The BPRHS (discovery) is a well-characterized, population-based longitudinal cohort study of 1500 PR adults aged 45–75 years living in or near Boston, Massachusetts. A previous publication provides details about the design and data collection for the BPRHS.21 Participants were recruited primarily through door-to-door enumeration from areas of high Hispanic density, but also through advertisement in flyers, participation in community events, and referrals from participants. Bilingual interviewers visited participants’ homes to collect data at baseline (2004) and follow-up visits.

The SOALS (replication) is a longitudinal, population-based cohort study of 1300 individuals aged 40–65 years who were residents of the San Juan municipality and its vicinity and were overweight or obese (body mass index (BMI) ≥25 kg/m2). Additional details about the design and data collection are provided in previous publications.22–24 Participants were recruited through different types of mass media, and data collection began in 2011 (baseline).

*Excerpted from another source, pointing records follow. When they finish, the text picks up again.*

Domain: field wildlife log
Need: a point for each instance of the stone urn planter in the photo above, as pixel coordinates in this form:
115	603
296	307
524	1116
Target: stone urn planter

In this study, we included all BPRHS participants with available metabolomic profiling (n=679). Of these, 322 participants free of T2D (controls) were included in the derivation of the metabolic networks and associations with diabetes-related risk factors. The 357 participants with T2D at the time of blood draw (ie, prevalent cases) were used to examine the associations between metabolic network clusters and prevalent T2D. In an important step to follow best practices in omics-based studies,25 we replicated our findings in a total of 1011 SOALS participants with metabolomics profiling available. Of these, 934 participants were free of T2D and 77 met the criteria for T2D.

### Blood sample collection and metabolomics profiling

All participants were asked to fast for 12 hours in the BPRHS and 10 hours in the SOALS before the blood draw. In the BPRHS, blood was drawn at participants’ homes, and a portable centrifuge was used to separate the plasma. The samples were transported to the laboratory in coolers with dry ice, processed, and stored at −70°C. In SOALS, samples were drawn at the baseline visit, centrifuged, and stored at −80°C. Blinded specimens were assayed by Metabolon (Durham, North Carolina) in 2017 for the BPRHS and in 2019 for SOALS, as previously described.26 Briefly, chemical peaks were identified using positive and negative ionization ultra-high-performance liquid chromatography-tandem mass spectrometry and gas chromatography-mass spectrometry. The software developed at Metabolon was used to identify 943 known compounds in the BPRHS and 1062 in SOALS, with differences due to the number of known peaks at the time of the analysis.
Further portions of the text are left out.